North B V, Curtis D, Cassell P G, Hitman G A, Sham P C
Academic Department of Psychiatry, Barts and The London Queen Mary's School of Medicine and Dentistry, London E1 1BB, UK.
Ann Hum Genet. 2003 Jul;67(Pt 4):348-56. doi: 10.1046/j.1469-1809.2003.00030.x.
Biallelic markers, such as single nucleotide polymorphisms (SNPs), provide greater information for localising disease loci when treated as multilocus haplotypes, but often haplotypes are not immediately available from multilocus genotypes in case-control studies. An artificial neural network allows investigation of association between disease phenotype and tightly linked markers without requiring haplotype phase and without modelling any evolutionary history for the disease-related haplotypes. The network assesses whether marker haplotypes differ between cases and controls to the extent that classification of disease status based on multi-marker genotypes is achievable. The network is "trained" to "recognise" affection status based on supplied marker genotypes, and then for each multi-marker genotype it produces outputs which aim to approximate the associated affection status. Next, the genotypes are permuted relative to affection status to produce many random datasets and the process of training and recording of outputs is repeated. The extent to which the ability to predict affection for the real dataset exceeds that for the random datasets measures the statistical significance of the association between multi-marker genotype and affection. This permutation test performs well with simulated case-control datasets, particularly when major gene effects are present. We have explored the effects of systematically varying different network parameters in order to identify their optimal values. We have applied the permutation test to 4 SNPs of the calpain 10 (CAPN10) gene typed in a case-control sample of subjects with type 2 diabetes, impaired glucose tolerance, and controls. We show that the neural network produces more highly significant evidence for association than do single marker tests corrected for the number of markers genotyped. The use of a permutation test could potentially allow conditional analyses which could incorporate known risk factors alongside marker genotypes. Permuting only the marker genotypes relative to affection status and these risk factors would allow the contribution of the markers to disease risk to be independently assessed.

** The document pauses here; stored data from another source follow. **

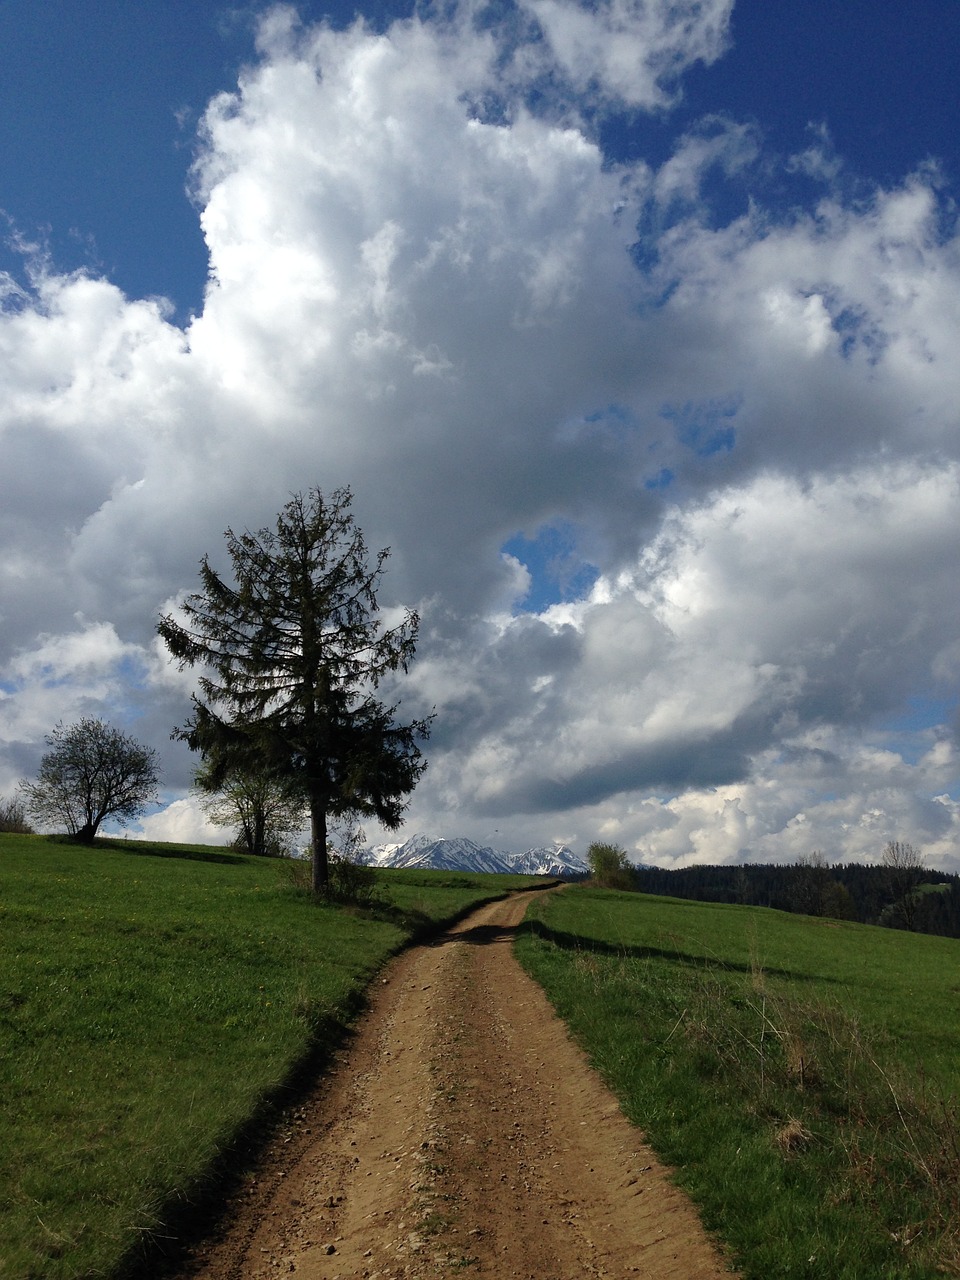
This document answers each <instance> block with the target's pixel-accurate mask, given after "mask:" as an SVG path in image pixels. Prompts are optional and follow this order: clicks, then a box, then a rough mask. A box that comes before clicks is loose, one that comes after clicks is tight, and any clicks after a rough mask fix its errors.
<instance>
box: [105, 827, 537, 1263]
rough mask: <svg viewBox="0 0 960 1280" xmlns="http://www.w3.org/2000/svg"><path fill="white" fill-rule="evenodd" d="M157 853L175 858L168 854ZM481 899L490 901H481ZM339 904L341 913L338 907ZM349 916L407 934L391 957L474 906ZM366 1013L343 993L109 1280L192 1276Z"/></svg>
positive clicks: (449, 923)
mask: <svg viewBox="0 0 960 1280" xmlns="http://www.w3.org/2000/svg"><path fill="white" fill-rule="evenodd" d="M161 852H163V854H164V855H165V856H175V854H173V852H169V854H168V852H166V851H161ZM180 856H187V855H184V854H180ZM553 883H554V882H550V884H548V886H538V884H534V886H525V887H524V888H522V890H518V891H517V892H534V891H536V890H538V888H545V887H553ZM556 883H559V882H556ZM303 896H307V895H306V893H305V895H303ZM502 896H504V897H506V896H508V895H502ZM489 901H494V900H490V899H488V902H489ZM339 905H340V906H342V908H343V904H339ZM353 910H355V911H356V913H357V915H367V916H371V915H372V916H376V918H378V919H384V920H390V922H392V923H396V924H399V925H401V927H402V928H403V929H404V932H407V938H406V940H404V941H403V942H402V943H401V946H399V947H398V948H397V952H396V954H398V952H401V951H406V950H407V948H408V947H412V946H417V945H424V943H431V945H435V943H438V942H443V941H445V940H449V938H451V937H452V936H451V934H449V929H451V927H452V925H453V924H456V923H457V922H458V920H460V919H463V918H465V916H466V915H468V914H470V913H471V911H475V910H476V904H474V905H471V906H467V908H465V909H463V910H462V911H460V913H457V915H456V916H452V918H448V919H445V920H439V922H438V920H434V919H431V918H430V916H429V915H426V914H425V913H422V911H417V910H411V909H401V908H396V906H393V905H390V904H387V902H383V901H379V902H372V904H370V905H367V906H362V908H361V906H355V908H353ZM516 932H517V931H516V929H494V928H489V927H483V925H481V927H479V928H477V929H471V931H468V932H467V933H466V934H457V938H460V940H466V941H472V942H477V943H479V942H488V941H497V940H495V938H494V937H493V936H490V937H488V936H486V934H494V933H497V934H499V936H502V937H506V936H509V937H513V936H515V934H516ZM472 934H476V936H475V937H474V936H472ZM367 1009H369V998H367V991H366V989H365V988H357V989H356V991H353V992H351V995H349V996H348V998H347V1001H346V1002H344V1005H343V1007H342V1009H340V1010H339V1012H338V1016H333V1015H328V1016H325V1018H323V1019H321V1020H320V1021H319V1023H317V1025H316V1028H315V1030H314V1037H312V1042H311V1047H310V1048H308V1051H307V1052H306V1053H305V1055H303V1056H302V1057H301V1059H300V1060H298V1061H297V1062H296V1064H294V1065H293V1066H292V1069H291V1070H289V1073H288V1074H287V1076H285V1078H284V1080H283V1082H282V1083H280V1084H278V1085H276V1088H274V1089H273V1091H270V1093H269V1094H266V1096H264V1098H262V1100H261V1102H260V1105H259V1106H257V1108H256V1111H255V1114H253V1115H252V1116H251V1117H250V1119H248V1120H247V1123H246V1124H243V1125H241V1126H239V1129H238V1130H237V1133H236V1134H234V1135H233V1137H232V1138H230V1139H229V1140H228V1142H227V1143H225V1146H224V1147H223V1149H221V1151H220V1152H219V1155H218V1157H216V1160H215V1161H214V1162H212V1164H211V1165H210V1167H209V1169H207V1170H206V1171H205V1174H204V1175H202V1178H201V1179H198V1180H197V1181H196V1183H195V1184H193V1185H192V1187H189V1188H186V1189H183V1188H178V1189H175V1190H173V1192H172V1193H170V1194H169V1197H168V1198H166V1201H164V1202H163V1203H161V1204H160V1206H159V1207H157V1208H156V1224H157V1225H156V1226H155V1228H152V1229H151V1230H146V1231H143V1234H142V1236H141V1239H140V1240H138V1242H137V1244H134V1245H133V1247H132V1248H131V1249H129V1251H128V1253H127V1254H125V1257H124V1258H123V1260H122V1262H120V1266H119V1267H118V1268H116V1271H114V1272H113V1275H111V1277H110V1280H177V1277H180V1276H184V1275H187V1274H192V1271H191V1258H192V1256H193V1253H195V1251H196V1249H197V1247H198V1245H200V1244H201V1243H202V1242H204V1240H205V1239H209V1238H211V1236H212V1235H214V1233H215V1230H216V1228H218V1226H219V1224H220V1222H221V1221H224V1220H227V1217H228V1215H229V1213H230V1211H232V1210H233V1208H234V1207H236V1206H237V1204H238V1203H239V1194H241V1192H242V1190H243V1188H244V1187H246V1185H247V1181H248V1178H250V1175H251V1172H253V1171H255V1170H257V1169H260V1167H261V1165H264V1164H268V1165H269V1151H270V1147H271V1144H273V1143H274V1142H276V1139H278V1138H279V1137H280V1134H282V1133H283V1130H284V1125H285V1124H287V1123H288V1121H289V1117H291V1116H292V1115H293V1114H294V1112H296V1110H297V1107H300V1106H301V1105H302V1103H303V1102H306V1100H307V1098H308V1097H310V1094H311V1093H312V1092H314V1091H315V1089H316V1088H317V1087H320V1084H321V1080H323V1078H324V1076H325V1075H326V1074H328V1073H329V1071H330V1070H332V1069H333V1064H334V1060H335V1059H337V1057H338V1056H339V1053H340V1051H342V1050H343V1047H344V1046H346V1044H347V1043H348V1042H349V1039H351V1038H352V1037H353V1036H355V1033H356V1024H357V1021H358V1019H360V1018H361V1015H362V1014H365V1012H366V1011H367Z"/></svg>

双等位基因标记,如单核苷酸多态性(SNP),当作多位点单倍型处理时,可为疾病基因座定位提供更多信息,但在病例对照研究中,多位点基因型往往不能直接提供单倍型。人工神经网络可用于研究疾病表型与紧密连锁标记之间的关联,无需单倍型相位信息,也无需对疾病相关单倍型的进化历史进行建模。该网络评估病例组和对照组之间标记单倍型的差异程度,以确定基于多标记基因型对疾病状态进行分类是否可行。该网络通过提供的标记基因型进行“训练”,以“识别”患病状态,然后针对每个多标记基因型生成旨在近似相关患病状态的输出。接下来,将基因型相对于患病状态进行置换,生成许多随机数据集,并重复训练和记录输出的过程。真实数据集预测患病的能力超过随机数据集的程度,衡量了多标记基因型与患病之间关联的统计显著性。这种置换检验在模拟病例对照数据集中表现良好,尤其是存在主基因效应时。我们系统地改变了不同的网络参数,以确定其最佳值。我们将置换检验应用于在2型糖尿病、糖耐量受损患者及对照的病例对照样本中分型的钙蛋白酶10(CAPN10)基因的4个SNP。我们表明,与对已分型标记数量进行校正的单标记检验相比,神经网络产生了更具高度显著性的关联证据。使用置换检验可能允许进行条件分析,将已知风险因素与标记基因型一起纳入分析。仅将标记基因型相对于患病状态和这些风险因素进行置换,将能够独立评估标记对疾病风险的贡献。